Когда мальчик попятился назад и закрыл за собой дверь, он снова повернулся к Летти. В его улыбке была просьба.

— Поговорите со мной. Это поможет.

Это было в высшей степени неудобным — находиться одной и в такой час в спальне мужчины. Но конечно же, в этом нет ничего такого.

— Я могу поговорить несколько минут, — согласилась она осторожно, — но я могла бы прежде что-нибудь принести вам, например стакан воды?

— Нет, спасибо.

— Было… было бы, наверно, лучше — не так жарко, — если бы мы вышли на веранду.

И в самом деле, может, так и лучше.

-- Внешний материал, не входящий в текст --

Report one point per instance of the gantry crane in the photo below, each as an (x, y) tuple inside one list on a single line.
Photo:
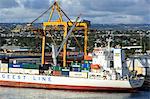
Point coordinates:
[(61, 24)]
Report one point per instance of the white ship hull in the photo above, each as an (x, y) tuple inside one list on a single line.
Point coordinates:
[(58, 82)]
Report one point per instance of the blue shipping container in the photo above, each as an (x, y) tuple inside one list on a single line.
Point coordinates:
[(86, 65), (76, 69)]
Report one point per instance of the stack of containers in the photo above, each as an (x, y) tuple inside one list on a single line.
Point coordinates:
[(16, 68), (86, 66), (95, 68), (76, 66), (56, 71), (4, 67), (65, 72), (30, 68)]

Рэнсом отступил назад и отодвинул занавеску. Когда она приблизилась и ступила в проем окна, он взял у нее из руки свечку и задул ее.

Летти остановилась.

— Почему вы это сделали?

— Привлекает комаров. Свет.

— А, да, конечно.

Придерживая занавеску, он потянулся, чтобы поставить подсвечник на стол. Она вышла первой, двигаясь в темноте на ощупь, пока глаза не привыкли.

Гряда облаков скрывала луну, воздух был душным. Наверное, к утру пойдет дождь. Это было не совсем то, о чем следовало вести разговор, но чтобы сохранить хоть какое-то ощущение обычности, она сказала все это.

— Может быть, — согласился Рэнсом, голос его был серьезен.

Летти ухватилась за следующую мысль, пришедшую ей в голову.

— Может быть, поможет, если я помассирую вам виски и затылок? Я делала это иногда моей матери, когда у нее болела голова.

— Если вы хотите этого.

Она может делать все что угодно, если это подразумевает прикосновение к нему, подумал Рэнсом.

— Если вы сядете, я попробую.

— А вы будете стоять? Нет. Возьмите стул.